I understand the philosophy: swapping out "better" food with little effort chips away at bad eating habits. Next thing you know, you're eating fried pork skins and Goldfish every time you stop for snack food at the gas station.  And that's not a bad thing.

While that kind of life change isn't a bad thing, it isn't the best thing.

We live in a land where processed food is cheap and plentiful and requires no thought at all, where every day is a splurge. Swapping a pudding pie for a cake may be a good choice, but it's not the foundation of a healthy lifestyle.

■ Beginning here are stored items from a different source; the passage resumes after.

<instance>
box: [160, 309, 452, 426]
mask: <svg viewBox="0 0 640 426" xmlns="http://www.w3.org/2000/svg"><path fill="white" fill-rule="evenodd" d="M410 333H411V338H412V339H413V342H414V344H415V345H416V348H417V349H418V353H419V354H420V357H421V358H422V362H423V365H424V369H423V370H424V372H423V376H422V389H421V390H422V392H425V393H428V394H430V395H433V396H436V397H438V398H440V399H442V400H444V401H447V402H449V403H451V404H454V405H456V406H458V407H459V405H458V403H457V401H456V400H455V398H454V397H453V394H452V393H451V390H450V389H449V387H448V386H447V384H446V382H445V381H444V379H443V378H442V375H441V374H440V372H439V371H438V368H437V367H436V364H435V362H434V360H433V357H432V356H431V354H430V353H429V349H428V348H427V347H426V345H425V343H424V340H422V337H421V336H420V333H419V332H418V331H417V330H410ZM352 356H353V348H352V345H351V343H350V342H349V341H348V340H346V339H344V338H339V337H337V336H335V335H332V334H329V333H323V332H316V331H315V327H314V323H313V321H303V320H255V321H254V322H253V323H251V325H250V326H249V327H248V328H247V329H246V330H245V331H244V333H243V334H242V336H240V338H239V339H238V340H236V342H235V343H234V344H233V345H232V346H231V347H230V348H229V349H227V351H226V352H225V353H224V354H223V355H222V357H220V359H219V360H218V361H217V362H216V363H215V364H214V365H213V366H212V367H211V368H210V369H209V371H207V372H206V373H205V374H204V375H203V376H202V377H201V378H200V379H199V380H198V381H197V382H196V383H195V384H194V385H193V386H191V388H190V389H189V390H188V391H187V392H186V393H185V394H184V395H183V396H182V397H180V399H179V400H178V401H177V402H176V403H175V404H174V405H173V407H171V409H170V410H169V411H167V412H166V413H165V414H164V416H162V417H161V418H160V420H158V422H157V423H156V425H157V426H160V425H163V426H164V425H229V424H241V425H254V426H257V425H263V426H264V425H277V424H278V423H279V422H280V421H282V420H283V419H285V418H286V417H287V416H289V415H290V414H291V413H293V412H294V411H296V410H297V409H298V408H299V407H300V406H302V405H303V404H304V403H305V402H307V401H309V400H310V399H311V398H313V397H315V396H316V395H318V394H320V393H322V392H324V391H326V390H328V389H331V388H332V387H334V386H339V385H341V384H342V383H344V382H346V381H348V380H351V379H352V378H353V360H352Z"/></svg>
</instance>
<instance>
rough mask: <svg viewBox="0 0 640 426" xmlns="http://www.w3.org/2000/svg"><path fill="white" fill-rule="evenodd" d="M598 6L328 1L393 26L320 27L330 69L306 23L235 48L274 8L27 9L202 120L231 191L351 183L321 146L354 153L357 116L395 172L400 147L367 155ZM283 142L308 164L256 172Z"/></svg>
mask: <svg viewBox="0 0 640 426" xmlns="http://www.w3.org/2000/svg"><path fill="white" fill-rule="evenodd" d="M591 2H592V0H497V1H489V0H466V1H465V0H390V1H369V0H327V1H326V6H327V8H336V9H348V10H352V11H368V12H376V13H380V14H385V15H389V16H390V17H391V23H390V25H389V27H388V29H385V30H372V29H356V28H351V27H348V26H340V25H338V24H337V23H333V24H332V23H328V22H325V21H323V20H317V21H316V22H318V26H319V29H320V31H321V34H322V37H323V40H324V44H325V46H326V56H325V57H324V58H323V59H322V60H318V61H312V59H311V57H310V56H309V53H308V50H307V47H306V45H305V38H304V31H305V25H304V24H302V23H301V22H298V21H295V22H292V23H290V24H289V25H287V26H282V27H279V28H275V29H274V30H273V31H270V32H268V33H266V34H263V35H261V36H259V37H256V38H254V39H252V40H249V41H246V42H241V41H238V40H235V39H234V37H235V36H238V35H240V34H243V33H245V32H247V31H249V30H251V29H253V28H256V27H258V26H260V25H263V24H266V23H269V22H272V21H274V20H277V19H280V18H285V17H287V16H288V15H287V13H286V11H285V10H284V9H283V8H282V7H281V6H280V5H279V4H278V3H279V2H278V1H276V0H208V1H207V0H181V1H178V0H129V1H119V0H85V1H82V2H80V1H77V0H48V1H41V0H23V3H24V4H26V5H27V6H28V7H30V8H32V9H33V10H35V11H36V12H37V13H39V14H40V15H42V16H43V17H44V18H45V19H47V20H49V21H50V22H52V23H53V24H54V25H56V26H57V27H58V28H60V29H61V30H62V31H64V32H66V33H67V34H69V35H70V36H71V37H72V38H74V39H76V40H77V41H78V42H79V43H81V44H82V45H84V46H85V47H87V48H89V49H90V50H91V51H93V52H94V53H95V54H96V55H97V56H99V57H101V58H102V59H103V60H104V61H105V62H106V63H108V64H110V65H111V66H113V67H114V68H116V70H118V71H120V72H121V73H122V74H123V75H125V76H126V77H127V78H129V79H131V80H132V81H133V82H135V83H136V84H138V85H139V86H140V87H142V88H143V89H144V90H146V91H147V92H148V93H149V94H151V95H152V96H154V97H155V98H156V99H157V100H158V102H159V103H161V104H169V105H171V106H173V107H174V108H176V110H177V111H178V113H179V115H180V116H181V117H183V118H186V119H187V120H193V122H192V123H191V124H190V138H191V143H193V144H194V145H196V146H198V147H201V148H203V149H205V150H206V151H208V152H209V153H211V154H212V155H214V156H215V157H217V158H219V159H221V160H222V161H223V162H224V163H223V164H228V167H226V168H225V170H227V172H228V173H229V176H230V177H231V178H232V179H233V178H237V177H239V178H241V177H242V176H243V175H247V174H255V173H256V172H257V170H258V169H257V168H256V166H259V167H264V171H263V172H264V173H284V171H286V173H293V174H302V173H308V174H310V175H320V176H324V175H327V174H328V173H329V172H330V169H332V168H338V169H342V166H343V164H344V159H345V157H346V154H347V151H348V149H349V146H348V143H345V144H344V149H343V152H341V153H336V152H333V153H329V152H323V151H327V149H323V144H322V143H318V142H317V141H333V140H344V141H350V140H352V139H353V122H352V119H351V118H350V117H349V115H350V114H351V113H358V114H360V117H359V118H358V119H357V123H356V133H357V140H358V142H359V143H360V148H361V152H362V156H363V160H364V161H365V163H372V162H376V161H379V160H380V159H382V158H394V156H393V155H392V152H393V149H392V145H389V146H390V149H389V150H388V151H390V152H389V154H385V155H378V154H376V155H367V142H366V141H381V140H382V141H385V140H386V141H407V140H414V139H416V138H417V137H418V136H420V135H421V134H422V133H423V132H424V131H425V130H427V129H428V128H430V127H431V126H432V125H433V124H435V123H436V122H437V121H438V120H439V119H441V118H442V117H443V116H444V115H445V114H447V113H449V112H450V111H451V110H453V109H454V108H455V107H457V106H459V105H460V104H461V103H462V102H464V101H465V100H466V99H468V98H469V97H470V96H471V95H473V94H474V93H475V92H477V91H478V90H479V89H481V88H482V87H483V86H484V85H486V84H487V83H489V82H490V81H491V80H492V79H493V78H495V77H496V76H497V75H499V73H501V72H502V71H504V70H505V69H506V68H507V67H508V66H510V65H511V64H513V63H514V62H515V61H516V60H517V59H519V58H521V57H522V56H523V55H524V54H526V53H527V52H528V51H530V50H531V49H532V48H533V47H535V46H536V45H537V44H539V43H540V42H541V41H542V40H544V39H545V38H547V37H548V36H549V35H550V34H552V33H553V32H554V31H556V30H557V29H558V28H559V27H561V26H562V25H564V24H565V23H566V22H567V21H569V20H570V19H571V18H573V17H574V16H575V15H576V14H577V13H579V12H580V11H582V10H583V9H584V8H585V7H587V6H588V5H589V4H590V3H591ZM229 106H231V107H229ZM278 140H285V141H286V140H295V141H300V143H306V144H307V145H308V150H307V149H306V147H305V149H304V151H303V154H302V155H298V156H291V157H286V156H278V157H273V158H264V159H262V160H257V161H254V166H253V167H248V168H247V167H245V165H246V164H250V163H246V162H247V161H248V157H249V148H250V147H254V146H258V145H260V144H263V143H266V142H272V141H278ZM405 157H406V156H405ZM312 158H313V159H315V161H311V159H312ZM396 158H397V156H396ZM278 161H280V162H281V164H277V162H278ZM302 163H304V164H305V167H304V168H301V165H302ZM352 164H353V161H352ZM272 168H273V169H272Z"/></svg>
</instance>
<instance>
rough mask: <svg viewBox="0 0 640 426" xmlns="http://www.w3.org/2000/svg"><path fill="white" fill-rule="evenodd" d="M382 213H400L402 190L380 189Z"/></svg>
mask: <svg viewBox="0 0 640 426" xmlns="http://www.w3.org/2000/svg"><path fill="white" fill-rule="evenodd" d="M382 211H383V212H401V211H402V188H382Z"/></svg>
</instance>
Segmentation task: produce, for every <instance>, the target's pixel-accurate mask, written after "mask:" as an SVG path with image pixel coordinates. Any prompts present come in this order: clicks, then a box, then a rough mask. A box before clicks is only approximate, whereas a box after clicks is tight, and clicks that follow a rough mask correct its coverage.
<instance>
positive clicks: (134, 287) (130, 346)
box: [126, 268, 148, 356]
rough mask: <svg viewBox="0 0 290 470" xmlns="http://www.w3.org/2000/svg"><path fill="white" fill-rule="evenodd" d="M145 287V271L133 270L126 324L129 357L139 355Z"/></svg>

Maybe if we put more thought into what we put in our mouths, we can eat better and feel better. String cheese may be available at that same convenience store. Sunflower seeds, sugar-free juice, even an apple or banana are available at convenience stores these days.

In a world where our entire lives are splurges, let's choose to splurge less, so our decisions are easier to make.

— Chris

Thursday, May 10, 2012

Video: Train Like MMA Fighter

Mixed martial arts is a popular sport, and it can provide great fitness. Here is an A.C.E. video, "How to Train like a Mixed Martial Arts Fighter."


Do you plan to try any of Doug's favorite exercises? I do.

Wednesday, May 9, 2012

Do it Right: Lunges With Knees Over The Toes

Many health professionals advise to not have the knees extend over the toes while exercising. Lunges are a prime example of this position.

From a kinetic standpoint, the knee is a hinge joint (just as the elbow is a hinge joint). They both are designed to flex past 90 degrees (knee flexion 0-130 degrees, elbow flexion 0-160 degrees).

If the knee has 130 degrees of flexibility, why, then, are we told to keep it at 90 degrees or less?
Logically, this would mean bicep curls should not go past 120 degrees, or that we should not touch our shoulders.

Let's look at this from an athletic point of view: whenever we jog, run, bike or climb stairs, our knees extend beyond our toes. This is a natural movement for the knee.

This position is not what causes injury. In most cases, what causes injury is a deceleration with a change of direction.

If I stop short with one knee over my toes and attempt to turn, the ACL experiences extra force from the pressure of the leg trying to slow movement. Then the knee attempts to turn as I change direction.  If the knee turns either before or after the foot, the ACL can become damaged.

Ideally, the foot, knee and hip should rotate in unison to avoid injury.

In order to do proper lunges with more range of motion and less risk, follow this procedure:


  1. Take a large step forward with your front leg just slightly bent.  (Do not step into a deep lunge position, as this will cause a deceleration. If your balance is off, the resulting change of direction can cause injury.)
  2. Make sure your balance is secure and your feet are firm on the ground.
  3. Drop down so your back knee is at 90 degrees. This will put your front knee over the toes.
  4. Straighten the legs and repeat to the other side.


Let me know what you think: comment below or visit my Facebook page at http://www.facebook.com/GetInShapeWithDavid. (Be sure to "like" me while on Facebook!)

Sunday, May 6, 2012

Cross-Training: Take it Outside

Now that spring and summer are here it is much easier to cross-train. Take your workouts outside.

Good cross-training exercises include beach volleyball, swimming, baseball and the like.

Cross training lessens the chance of injury, gives better post workout calorie burn and increases vitamin D intake from being outside.

Make sure to remember that being fit can be fun, too.